A Performance topic

taylorza · July 4, 2012, 1:29pm

I am chiming in late here, so I hope I am not stating something that has already been said. Since .NETMF has no JIT the optimization that is achieved on the desktop is not seen in .NETMF. But for the desktop there is a significant optimization that takes place, that is ‘bounds check elimination’.

Let’s take the following example


void SomeFunc(int[] numbers)
{
  int count = numbers.Length;
  for (int i = 0; i < count; i++)
  {
    numbers[i] = i;
  }
}

vs.


void SomeFunc(int[] numbers)
{
  for (int i = 0; i < numbers.Length; i++)
  {
    numbers[i] = i;
  }
}

In the second example, the JIT compiler can statically determine that ‘i’ is constrained to the bounds of the array and will therefore eliminate the bounds check that is done every time ‘numbers[i] = i;’ is executed. For high-performance processor intensive applications this is can be a source of significant optimization that is lost if the developer manually hoists ‘numbers.Length’.

As with any optimization we need to profile before optimizing, because what applies to one platform does not apply to another and as I am learning, full .NET vs .NETMF is no exception.
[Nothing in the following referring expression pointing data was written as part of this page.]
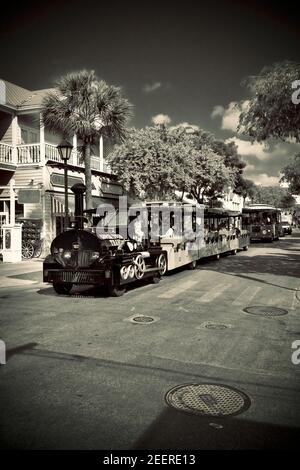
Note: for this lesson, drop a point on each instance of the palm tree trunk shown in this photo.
(88, 175)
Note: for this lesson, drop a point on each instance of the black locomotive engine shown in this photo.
(83, 257)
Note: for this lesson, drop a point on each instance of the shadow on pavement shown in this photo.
(178, 430)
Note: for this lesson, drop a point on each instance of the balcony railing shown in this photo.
(6, 153)
(39, 154)
(29, 154)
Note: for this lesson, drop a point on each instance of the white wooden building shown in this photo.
(29, 158)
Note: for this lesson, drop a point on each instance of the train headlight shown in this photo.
(95, 255)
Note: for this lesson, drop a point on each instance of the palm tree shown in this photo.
(82, 104)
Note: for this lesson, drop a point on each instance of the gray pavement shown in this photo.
(81, 375)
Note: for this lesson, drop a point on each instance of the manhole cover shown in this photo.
(215, 326)
(143, 319)
(266, 311)
(208, 399)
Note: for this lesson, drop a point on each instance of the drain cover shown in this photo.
(208, 399)
(266, 311)
(216, 326)
(143, 319)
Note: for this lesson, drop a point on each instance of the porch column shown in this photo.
(14, 138)
(42, 141)
(101, 153)
(74, 151)
(12, 203)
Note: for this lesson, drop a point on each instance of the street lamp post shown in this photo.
(65, 151)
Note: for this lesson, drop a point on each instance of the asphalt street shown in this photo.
(80, 374)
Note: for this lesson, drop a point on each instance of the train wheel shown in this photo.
(27, 250)
(130, 271)
(162, 264)
(193, 265)
(156, 279)
(62, 289)
(117, 291)
(139, 267)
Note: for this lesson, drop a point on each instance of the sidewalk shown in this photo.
(25, 272)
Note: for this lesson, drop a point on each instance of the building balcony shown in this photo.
(39, 154)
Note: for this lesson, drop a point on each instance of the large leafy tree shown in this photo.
(272, 113)
(291, 174)
(155, 162)
(82, 104)
(273, 196)
(148, 165)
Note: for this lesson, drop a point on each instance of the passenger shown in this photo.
(137, 228)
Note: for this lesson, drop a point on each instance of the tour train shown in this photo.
(160, 237)
(262, 222)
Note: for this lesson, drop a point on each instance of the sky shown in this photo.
(177, 62)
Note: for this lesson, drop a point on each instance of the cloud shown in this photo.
(264, 163)
(150, 87)
(161, 119)
(258, 150)
(230, 115)
(217, 111)
(190, 128)
(265, 180)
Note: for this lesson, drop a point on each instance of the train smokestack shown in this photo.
(79, 190)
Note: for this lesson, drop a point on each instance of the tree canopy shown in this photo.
(273, 196)
(272, 113)
(291, 174)
(155, 162)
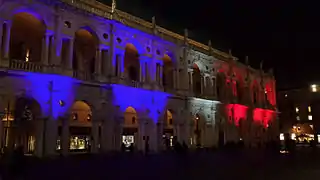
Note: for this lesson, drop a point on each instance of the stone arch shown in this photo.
(169, 120)
(200, 66)
(27, 33)
(221, 84)
(255, 91)
(198, 127)
(130, 117)
(131, 62)
(22, 130)
(168, 71)
(81, 111)
(25, 105)
(86, 43)
(196, 79)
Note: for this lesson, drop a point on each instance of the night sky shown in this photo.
(284, 34)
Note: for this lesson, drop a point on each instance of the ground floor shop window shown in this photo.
(77, 144)
(31, 144)
(128, 140)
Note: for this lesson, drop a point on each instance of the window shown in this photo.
(281, 137)
(314, 88)
(27, 58)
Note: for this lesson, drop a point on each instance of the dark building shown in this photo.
(300, 113)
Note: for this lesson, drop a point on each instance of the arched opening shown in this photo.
(168, 134)
(81, 112)
(255, 93)
(27, 33)
(130, 129)
(79, 127)
(131, 63)
(220, 85)
(239, 91)
(168, 75)
(21, 131)
(196, 78)
(197, 130)
(84, 52)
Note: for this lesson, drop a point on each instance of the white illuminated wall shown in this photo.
(207, 110)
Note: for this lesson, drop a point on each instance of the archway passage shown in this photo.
(197, 130)
(80, 127)
(130, 129)
(22, 130)
(196, 78)
(220, 85)
(27, 33)
(168, 68)
(86, 43)
(168, 132)
(131, 63)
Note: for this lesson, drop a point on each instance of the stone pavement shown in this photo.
(207, 165)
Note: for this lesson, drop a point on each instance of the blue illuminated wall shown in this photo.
(62, 90)
(140, 99)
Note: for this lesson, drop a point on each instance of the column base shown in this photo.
(4, 63)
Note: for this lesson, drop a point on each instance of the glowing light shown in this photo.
(27, 55)
(281, 137)
(238, 112)
(314, 88)
(263, 116)
(152, 102)
(39, 90)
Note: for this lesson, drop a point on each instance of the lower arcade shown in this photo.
(70, 117)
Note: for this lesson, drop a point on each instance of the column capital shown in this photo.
(103, 47)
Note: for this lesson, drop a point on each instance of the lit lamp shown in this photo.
(314, 88)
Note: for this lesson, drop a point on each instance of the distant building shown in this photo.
(84, 76)
(300, 113)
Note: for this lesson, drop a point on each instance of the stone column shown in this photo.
(70, 54)
(98, 61)
(178, 79)
(190, 81)
(142, 72)
(1, 34)
(159, 135)
(7, 40)
(174, 79)
(45, 49)
(39, 137)
(65, 136)
(112, 56)
(161, 74)
(95, 133)
(141, 134)
(202, 85)
(107, 130)
(152, 133)
(51, 136)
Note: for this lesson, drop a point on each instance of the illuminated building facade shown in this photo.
(299, 114)
(82, 76)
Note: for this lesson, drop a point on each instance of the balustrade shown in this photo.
(26, 66)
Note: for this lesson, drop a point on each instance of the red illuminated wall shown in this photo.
(237, 112)
(263, 116)
(270, 90)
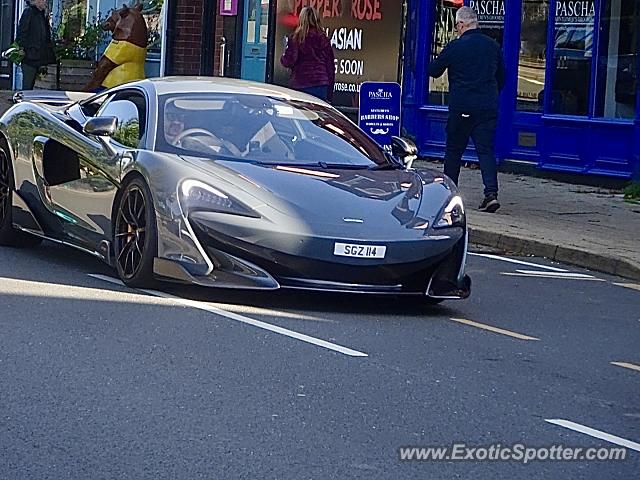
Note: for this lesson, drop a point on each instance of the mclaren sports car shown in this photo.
(230, 184)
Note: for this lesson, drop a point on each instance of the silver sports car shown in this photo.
(228, 183)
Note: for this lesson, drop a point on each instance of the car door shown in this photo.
(85, 197)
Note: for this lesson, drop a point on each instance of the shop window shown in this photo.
(491, 17)
(617, 80)
(572, 56)
(444, 31)
(532, 59)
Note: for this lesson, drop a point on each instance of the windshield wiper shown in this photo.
(386, 166)
(325, 165)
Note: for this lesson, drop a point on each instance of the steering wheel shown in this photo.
(192, 131)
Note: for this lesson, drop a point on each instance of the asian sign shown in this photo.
(379, 114)
(365, 35)
(580, 12)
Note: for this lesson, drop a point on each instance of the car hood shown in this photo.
(372, 201)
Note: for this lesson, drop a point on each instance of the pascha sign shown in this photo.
(581, 12)
(489, 11)
(365, 35)
(379, 113)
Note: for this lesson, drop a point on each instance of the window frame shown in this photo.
(143, 117)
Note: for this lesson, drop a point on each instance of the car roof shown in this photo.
(178, 85)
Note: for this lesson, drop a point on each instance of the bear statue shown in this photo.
(123, 60)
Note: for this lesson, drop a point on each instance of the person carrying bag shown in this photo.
(34, 38)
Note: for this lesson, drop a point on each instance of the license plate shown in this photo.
(359, 251)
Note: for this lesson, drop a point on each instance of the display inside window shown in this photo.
(617, 79)
(491, 17)
(532, 59)
(572, 56)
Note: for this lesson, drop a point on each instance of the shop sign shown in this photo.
(575, 12)
(365, 35)
(379, 114)
(489, 11)
(228, 7)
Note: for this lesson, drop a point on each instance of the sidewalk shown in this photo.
(584, 226)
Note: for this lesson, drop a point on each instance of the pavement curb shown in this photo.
(573, 256)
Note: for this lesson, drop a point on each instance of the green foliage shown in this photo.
(76, 39)
(128, 134)
(632, 192)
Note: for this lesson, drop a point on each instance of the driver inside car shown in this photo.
(181, 135)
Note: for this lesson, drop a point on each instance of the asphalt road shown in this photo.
(98, 381)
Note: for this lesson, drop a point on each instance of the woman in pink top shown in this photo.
(310, 57)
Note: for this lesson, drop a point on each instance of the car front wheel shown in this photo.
(9, 236)
(135, 235)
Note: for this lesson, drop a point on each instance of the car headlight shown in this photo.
(198, 196)
(452, 215)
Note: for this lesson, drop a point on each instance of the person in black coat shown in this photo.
(34, 37)
(476, 76)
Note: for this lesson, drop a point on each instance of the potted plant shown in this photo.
(76, 44)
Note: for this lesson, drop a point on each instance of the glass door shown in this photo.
(254, 48)
(573, 34)
(6, 38)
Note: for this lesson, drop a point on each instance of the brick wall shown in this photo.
(219, 32)
(187, 40)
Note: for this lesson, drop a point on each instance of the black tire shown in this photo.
(9, 236)
(135, 237)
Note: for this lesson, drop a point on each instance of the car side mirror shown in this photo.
(404, 149)
(103, 128)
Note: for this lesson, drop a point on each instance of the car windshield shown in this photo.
(262, 129)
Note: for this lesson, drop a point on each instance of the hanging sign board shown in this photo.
(365, 36)
(379, 114)
(228, 7)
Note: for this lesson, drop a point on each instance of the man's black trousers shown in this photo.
(480, 125)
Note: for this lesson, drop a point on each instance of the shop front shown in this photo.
(571, 100)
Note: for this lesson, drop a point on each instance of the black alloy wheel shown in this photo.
(135, 237)
(5, 187)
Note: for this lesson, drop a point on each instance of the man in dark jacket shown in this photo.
(476, 76)
(34, 36)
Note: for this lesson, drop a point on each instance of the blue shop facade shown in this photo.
(571, 101)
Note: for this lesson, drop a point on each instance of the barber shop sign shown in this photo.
(379, 114)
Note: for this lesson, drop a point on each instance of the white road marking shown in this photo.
(490, 328)
(550, 275)
(630, 366)
(519, 262)
(241, 318)
(557, 274)
(623, 442)
(633, 286)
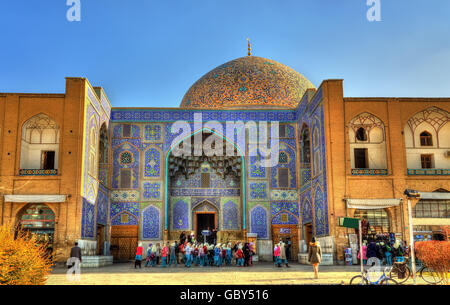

iwritecode · July 5, 2012, 2:43am

This is the most sensible statement of the whole topic. Optimizing perfomance can only be done after measuring where the performance issues are. Measuring is everything. Assuming something will be faster is a nogo. Only by measuring you know where the performance problem resides and only by measuring you can determine if the problem was solved.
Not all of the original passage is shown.